Optimization-based meta-learning: Using MAML with PyTorch on the MNIST dataset

In this tutorial, we continue looking at MAML optimization methods with the MNIST dataset.

2 months ago   •   10 min read

By Adrien Payong

Meta learning, which is also referred to as learning to learn has become an area of research, in the field of machine learning. Its objective is to provide models, with the capability to swiftly adapt to tasks or domains when there is limited data available. One notable algorithm used in meta learning is known as Model Agnostic Meta Learning (MAML).

Model-Agnostic Meta-Learning, or MAML, is one such method that goes hand in hand with optimization-based meta-learning. It is an algorithm proposed by Chelsea Finn, et al. from UC Berkeley. The unique aspect of MAML is its model-agnosticism; it is compatible with any model that is trainable with gradient descent, including but not limited to convolutional and recurrent networks.

It has an inner and outer layer that it uses to function. Gradient descent is used on individual tasks to update the model's parameters in the inner layer, allowing for rapid task-specific adaptation. The main goal of the outer level is to learn new tasks quickly and efficiently. It is dedicated to identifying the best possible initialization for this purpose.

Practical Example: Few-shot Image Classification

Let's look at the real-world application of few-shot image classification to see the power of MAML in action. Consider a dataset where there are few images annotated with the desired labels. With such little data, traditional machine learning algorithms often fail to provide optimal outcomes. But this is where MAML steps in to help:

Inner level

The inner level of meta-learning in the context of MAML (Model-Agnostic Meta-Learning) or generally in meta-learning refers to how a model is modified for a specific task during the meta-training phase. This adaptation occurs on each individual task encountered during the meta-training process and involves a few key steps:

  • Initialization: At the beginning of each task, the model is initialized with the meta-learned parameters obtained from the outer level of meta-training. The initial models are those that have shown their ability to perform well in different tasks.
  • Task Specific Training: The model is then trained on this particular task using limited amount of task specific data. This stage usually takes a short time and aims at adjusting the model’s parameters so as to be more aligned with current data set features.
  • Gradient Calculation: Gradients for parameter adjustment are computed by back propagating error through training process conducted on each respective task. After task specific training, these gradients are computed by back propagating error through it.
  • Parameter Update: The model's parameters are updated in the opposite direction of the calculated gradients.

Outer Level

The meta-learning process is controlled by the outermost layer of Model-Agnostic Meta-Learning (MAML). In MAML, meta-learning goes over a distribution of tasks, and the outer loop entails updating the model’s parameters on the basis of how it performs across various tasks. The main activities at the outer level of MAML are as follows:


  • Initialize the model parameters randomly or using some pretrained values.

Meta-Training Loop:

  • For each iteration in the meta-training loop, sample a batch of tasks from the task distribution.
  • For each task in that batch, perform an internal loop (task-specific training) to make the model best suited for every given task.
  • Compute specific loss for each task by validating adapted model against validation set.
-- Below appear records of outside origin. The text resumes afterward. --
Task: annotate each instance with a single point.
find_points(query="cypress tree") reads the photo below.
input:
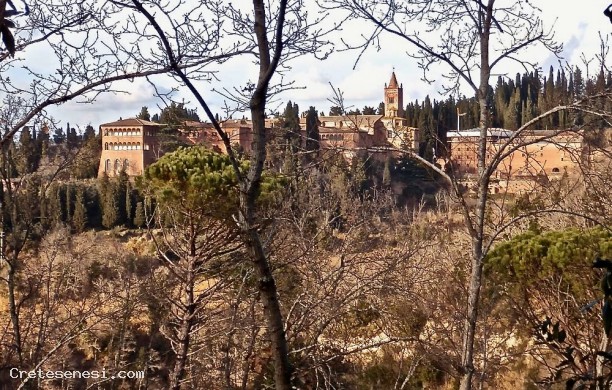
(312, 130)
(110, 209)
(387, 173)
(79, 219)
(139, 217)
(69, 202)
(129, 204)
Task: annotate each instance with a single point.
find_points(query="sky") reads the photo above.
(576, 24)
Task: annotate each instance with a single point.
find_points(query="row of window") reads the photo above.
(332, 137)
(117, 166)
(125, 132)
(124, 146)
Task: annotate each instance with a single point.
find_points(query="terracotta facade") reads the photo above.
(130, 144)
(543, 152)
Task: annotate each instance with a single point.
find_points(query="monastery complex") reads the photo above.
(133, 144)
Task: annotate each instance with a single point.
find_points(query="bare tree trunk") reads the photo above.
(469, 332)
(267, 284)
(599, 364)
(184, 333)
(13, 311)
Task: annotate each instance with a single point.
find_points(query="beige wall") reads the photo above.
(136, 145)
(551, 157)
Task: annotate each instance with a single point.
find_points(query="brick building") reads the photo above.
(130, 144)
(134, 144)
(538, 153)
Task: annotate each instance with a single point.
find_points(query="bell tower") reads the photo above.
(394, 98)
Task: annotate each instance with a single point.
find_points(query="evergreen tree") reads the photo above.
(129, 204)
(89, 133)
(312, 130)
(42, 141)
(121, 192)
(335, 110)
(367, 110)
(79, 219)
(72, 139)
(28, 157)
(144, 114)
(291, 124)
(387, 172)
(59, 136)
(110, 208)
(426, 126)
(69, 202)
(139, 217)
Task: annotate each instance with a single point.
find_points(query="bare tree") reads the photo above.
(468, 40)
(273, 32)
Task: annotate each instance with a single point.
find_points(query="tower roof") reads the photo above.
(393, 83)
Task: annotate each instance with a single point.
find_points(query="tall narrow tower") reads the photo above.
(394, 98)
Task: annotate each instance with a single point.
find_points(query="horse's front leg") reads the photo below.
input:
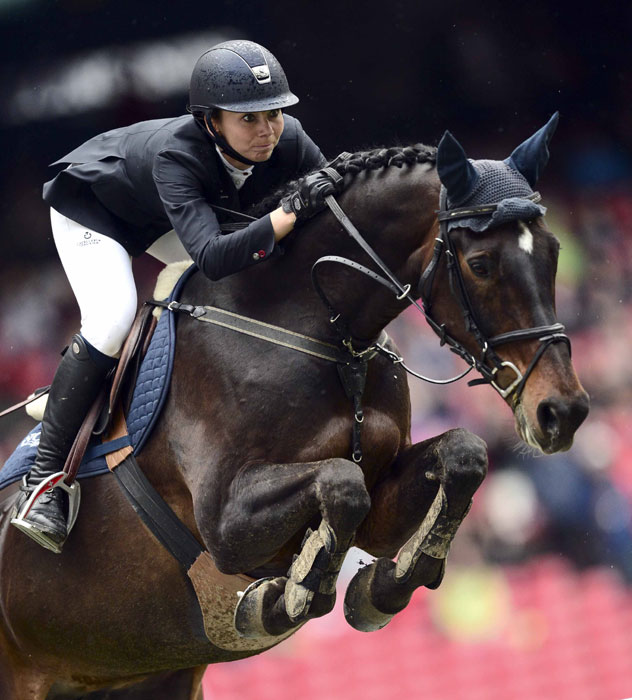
(415, 511)
(269, 507)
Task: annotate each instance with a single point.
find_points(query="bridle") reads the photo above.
(488, 363)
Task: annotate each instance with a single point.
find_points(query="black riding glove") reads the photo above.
(309, 198)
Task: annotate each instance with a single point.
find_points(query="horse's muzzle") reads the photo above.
(558, 419)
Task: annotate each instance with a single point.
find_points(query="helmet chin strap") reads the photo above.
(223, 144)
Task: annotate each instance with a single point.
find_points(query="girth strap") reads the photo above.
(259, 329)
(153, 510)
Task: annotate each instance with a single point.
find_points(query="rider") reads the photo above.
(150, 187)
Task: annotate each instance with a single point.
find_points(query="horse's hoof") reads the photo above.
(297, 600)
(259, 596)
(360, 613)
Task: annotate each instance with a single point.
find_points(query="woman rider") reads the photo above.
(150, 187)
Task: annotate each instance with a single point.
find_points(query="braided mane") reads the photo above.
(357, 163)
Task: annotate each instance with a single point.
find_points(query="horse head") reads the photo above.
(487, 270)
(504, 282)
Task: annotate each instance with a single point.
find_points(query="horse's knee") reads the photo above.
(464, 457)
(343, 494)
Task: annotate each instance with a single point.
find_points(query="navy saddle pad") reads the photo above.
(148, 399)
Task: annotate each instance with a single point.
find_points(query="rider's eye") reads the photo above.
(479, 266)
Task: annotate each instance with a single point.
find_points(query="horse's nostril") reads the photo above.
(561, 417)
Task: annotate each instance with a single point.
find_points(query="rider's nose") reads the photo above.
(559, 418)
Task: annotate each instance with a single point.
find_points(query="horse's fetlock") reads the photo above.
(345, 500)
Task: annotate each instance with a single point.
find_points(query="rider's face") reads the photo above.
(253, 135)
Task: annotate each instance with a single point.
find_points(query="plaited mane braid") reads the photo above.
(384, 157)
(358, 162)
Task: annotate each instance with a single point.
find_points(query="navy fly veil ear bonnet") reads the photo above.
(507, 184)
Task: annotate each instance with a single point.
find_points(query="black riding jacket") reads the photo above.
(136, 183)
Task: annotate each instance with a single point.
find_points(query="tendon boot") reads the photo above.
(42, 509)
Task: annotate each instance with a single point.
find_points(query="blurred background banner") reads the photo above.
(536, 601)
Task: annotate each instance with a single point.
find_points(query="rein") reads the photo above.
(547, 335)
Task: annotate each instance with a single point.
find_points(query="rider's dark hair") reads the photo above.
(358, 162)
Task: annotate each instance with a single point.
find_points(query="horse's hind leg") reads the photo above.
(268, 510)
(418, 508)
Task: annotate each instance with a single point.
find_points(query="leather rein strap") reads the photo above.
(547, 335)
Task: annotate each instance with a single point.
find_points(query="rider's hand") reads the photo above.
(309, 198)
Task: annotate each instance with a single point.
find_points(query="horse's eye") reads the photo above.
(479, 266)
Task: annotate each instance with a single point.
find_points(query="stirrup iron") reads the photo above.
(57, 480)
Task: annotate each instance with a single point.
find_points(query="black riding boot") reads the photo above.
(75, 387)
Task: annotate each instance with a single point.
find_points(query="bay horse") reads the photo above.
(256, 453)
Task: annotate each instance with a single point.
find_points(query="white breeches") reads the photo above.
(100, 273)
  • Calculate the gradient of the average task-specific loss across all tasks in the batch with respect to the initial model parameters.
  • Update the model parameters in the opposite direction of these gradients to encourage the model to learn a set of parameters that are more adaptable to a wide range of tasks.
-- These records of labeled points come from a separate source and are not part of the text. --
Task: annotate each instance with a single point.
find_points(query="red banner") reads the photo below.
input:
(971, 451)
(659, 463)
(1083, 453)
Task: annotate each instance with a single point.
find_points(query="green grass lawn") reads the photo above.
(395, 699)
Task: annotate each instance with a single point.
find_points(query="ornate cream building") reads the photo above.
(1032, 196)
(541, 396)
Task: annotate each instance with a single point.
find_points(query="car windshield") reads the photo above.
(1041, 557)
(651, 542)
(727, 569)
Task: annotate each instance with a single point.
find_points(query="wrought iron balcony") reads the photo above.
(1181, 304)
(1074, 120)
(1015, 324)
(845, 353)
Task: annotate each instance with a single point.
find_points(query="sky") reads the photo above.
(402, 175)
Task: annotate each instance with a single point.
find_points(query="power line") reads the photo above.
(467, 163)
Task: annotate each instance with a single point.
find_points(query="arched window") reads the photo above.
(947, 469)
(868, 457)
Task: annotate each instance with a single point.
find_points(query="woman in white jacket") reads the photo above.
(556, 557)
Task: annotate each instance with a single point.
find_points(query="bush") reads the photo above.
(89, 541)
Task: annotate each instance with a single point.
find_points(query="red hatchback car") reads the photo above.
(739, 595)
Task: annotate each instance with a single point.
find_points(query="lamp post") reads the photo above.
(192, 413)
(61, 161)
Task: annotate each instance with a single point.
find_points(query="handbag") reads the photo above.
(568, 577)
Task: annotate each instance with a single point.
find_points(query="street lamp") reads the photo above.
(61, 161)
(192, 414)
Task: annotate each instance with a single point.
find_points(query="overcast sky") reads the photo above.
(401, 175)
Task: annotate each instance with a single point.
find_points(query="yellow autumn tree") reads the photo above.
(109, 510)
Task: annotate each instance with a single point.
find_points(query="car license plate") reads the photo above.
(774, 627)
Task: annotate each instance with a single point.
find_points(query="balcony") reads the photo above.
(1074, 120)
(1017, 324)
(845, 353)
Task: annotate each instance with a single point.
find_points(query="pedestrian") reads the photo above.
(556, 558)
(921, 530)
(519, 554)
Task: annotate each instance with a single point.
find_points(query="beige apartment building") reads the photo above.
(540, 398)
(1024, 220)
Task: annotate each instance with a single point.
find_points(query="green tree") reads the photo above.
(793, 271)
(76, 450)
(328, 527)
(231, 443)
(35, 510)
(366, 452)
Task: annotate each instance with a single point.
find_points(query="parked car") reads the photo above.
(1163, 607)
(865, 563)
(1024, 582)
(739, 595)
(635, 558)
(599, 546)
The goal is to adjust those initialization parameters, so that the model can learn faster when it sees new tasks. It's like the model is learning how to learn and the outer loop lets it get better at adapting quickly.

The mathematical formula for MAML

The mathematical formula for MAML can be expressed as follows:

Given a set of tasks T = {T1, T2, ..., TN}, where each task Ti has a training set Di, MAML aims to find a set of parameters θ that can be quickly adapted to new tasks.

  1. Initialization: Initialize the model parameters θ randomly or with pre-trained weights.
  2. Inner loop: For each task Ti, compute the adapted parameters θi by taking a few gradient steps on the loss function L(Di, θ) using the training data Di.
  3. Outer loop: Update the initial parameters θ by taking the gradient descent step on the meta-objective J(T, θ) over all tasks. This objective measures the performance of the adapted parameters θi on the validation set for each task. Different meta-objectives can be used, such as minimizing the average loss or maximizing the accuracy across tasks.
  4. Repeat steps 2 and 3 for a few iterations to refine the initial parameters.

MAML with PyTorch and MNIST dataset

Here, we'll demonstrate how to put MAML to use using PyTorch and the MNIST dataset. The MNIST dataset consists of grayscales images of handwritten numbers 0-9 that measure 28x28 pixels each. The objective is to train the model to classify the numbers correctly. In the case of MAML, we first initialize a model, often a simple convolutional neural network when dealing with image data. We then simulate a learning process on a variety of tasks, each task being to recognize a specific digit from 0 to 9.

For each task, we calculate the loss and gradients and update the model parameters. After simulating the learning process for a batch of tasks, we then calculate the meta-gradient, which is the average of the gradients calculated for each task. The model parameters are then updated using this meta-gradient. This process is repeated until the model's performance satisfies the desired criteria. The beauty of MAML lies in its ability to adapt to new tasks with just a few gradient updates, making it an excellent choice for tasks like MNIST where the model needs to adapt to recognizing each of the 10 digits.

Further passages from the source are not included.